Survival analysis: using time varying covariates for resolving violated PH p1 is a factor
p2 is a continuous variable
Model
m = Survival_function ~ p1 + p2

Both covariates - p1 and p2 - violate the proportional hazards assumption. I am interested in showing p1's effect on survival, p2's PH violation should just be "somehow managed" to say that the showable result was adjusted to p2.
rstanarm survival package for R offers modelling time-varying effects of covariates. Example of time-varying effect is given below.

Question
This package does not allow testing for PH assumption (there is no specific test for this purpose but plotting the effects of simple time-varying models can be a possible alternative?). If I specify the covariates in the model as "time-varying" ("tve()"), does it automatically "resolve" the PH violation (the results of the model are OK for publishing)?
m = Survival_function ~ tve(p1) + tve(p2)

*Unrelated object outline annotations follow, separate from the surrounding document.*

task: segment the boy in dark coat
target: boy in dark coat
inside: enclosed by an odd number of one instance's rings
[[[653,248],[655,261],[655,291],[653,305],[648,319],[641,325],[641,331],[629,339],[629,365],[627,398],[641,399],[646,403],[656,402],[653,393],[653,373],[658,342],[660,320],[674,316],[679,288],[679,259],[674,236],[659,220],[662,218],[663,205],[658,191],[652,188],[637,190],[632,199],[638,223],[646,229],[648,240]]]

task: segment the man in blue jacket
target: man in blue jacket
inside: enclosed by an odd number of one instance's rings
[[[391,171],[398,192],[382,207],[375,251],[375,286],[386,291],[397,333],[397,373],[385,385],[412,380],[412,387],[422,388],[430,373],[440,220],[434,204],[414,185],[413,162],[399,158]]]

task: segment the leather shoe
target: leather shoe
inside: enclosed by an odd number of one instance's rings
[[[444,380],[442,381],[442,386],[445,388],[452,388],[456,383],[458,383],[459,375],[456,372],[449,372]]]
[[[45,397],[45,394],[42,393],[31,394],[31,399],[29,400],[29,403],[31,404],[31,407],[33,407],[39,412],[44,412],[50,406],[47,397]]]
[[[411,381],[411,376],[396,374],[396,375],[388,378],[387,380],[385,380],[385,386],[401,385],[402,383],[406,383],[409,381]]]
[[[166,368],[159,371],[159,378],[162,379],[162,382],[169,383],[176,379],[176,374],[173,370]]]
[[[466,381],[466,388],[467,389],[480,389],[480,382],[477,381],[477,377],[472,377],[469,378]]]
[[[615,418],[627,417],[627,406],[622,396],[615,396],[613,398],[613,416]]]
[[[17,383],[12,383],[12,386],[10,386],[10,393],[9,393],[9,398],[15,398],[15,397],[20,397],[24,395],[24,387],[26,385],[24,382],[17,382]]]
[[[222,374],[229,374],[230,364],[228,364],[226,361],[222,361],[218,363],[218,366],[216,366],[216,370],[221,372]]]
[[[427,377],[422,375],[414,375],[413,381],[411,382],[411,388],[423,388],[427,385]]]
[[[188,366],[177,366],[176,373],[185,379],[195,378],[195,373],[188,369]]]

My own understanding is that if I show a plot like above for p1, then its related PH violation would be resolved as I show a time-varying effect. Is the PH of p2 similarly "resolved"?
Or am I wrong here? The time-varying effect is similar to using restricted cubic splines in classical statistics Cox models that sometimes resolves PH and sometimes not.
 A: What you're proposing is to use time-varying effects or cofficients of covariates. To avoid confusion, restrict the phrase "time-varying covariates" to situations in which the values of covariates change over time. See the R time-varying vignette for the distinction.
Before you proceed to time-varying coefficients, try to improve the model to reduce the violation of proportional hazards (PH). Your model presently is restricted to a linear association of p2 with log hazard, and only includes two predictors. A more flexible fit of p2 and incorporation of other outcome-associated predictors might get around the PH violation. Alternatively, your data might better be handled with an accelerated-failure-time model that doesn't require PH (but comes with its own assumptions).
If you do end up needing to use time-varying coefficients in your model, there doesn't seem to be any easy computational test for PH thereafter. Although the R survival package used to report results for a cox.zph() test of PH on a model including the tt() term used to handle time-varying coefficients, that calculation was incorrect and is no longer performed starting with version 3.1-2 of the survival package. In the time-varying vignette linked above, the test for modeling PH properly thus is a visual comparison of shapes between the modeled time-dependence function and the smoothed estimates of variance-scaled Schoenfeld residuals over time from the model without the time-varying coefficient.
I'm not familiar with the rstanarm* package, but in a quick look at its manual I didn't see that the package provides those residuals for evaluation. The plot you show from the rstanarm documentation is only a comparison between the time-dependence of simulated data and what was returned by the function, so you can't really "show a plot like above for p1" for a model of empirical data. You might find a way to do a visual comparison like that in the survival package documentation if you can find a way to extract the correct residuals from the rstanarm model.
Nothing "automatically" assures that results will be "OK for publishing"; you need to be ready to document to the reader that your model is good enough for its purposes. If you choose to use a Bayesian survival model, make sure that you understand the principles very well and are prepared to defend the modeling to a skeptical reviewer. Advantages of Bayesian survival modeling have long been appreciated but still aren't what one typically sees in the literature, so your reviewers and readers might need more than the usual guidance to understand what you're doing.

*As I understand it, the Bayesian modeling used by rstanarm isn't strictly a Cox model. Unlike a standard Cox model, it seems to fit the baseline hazard directly as part of the model.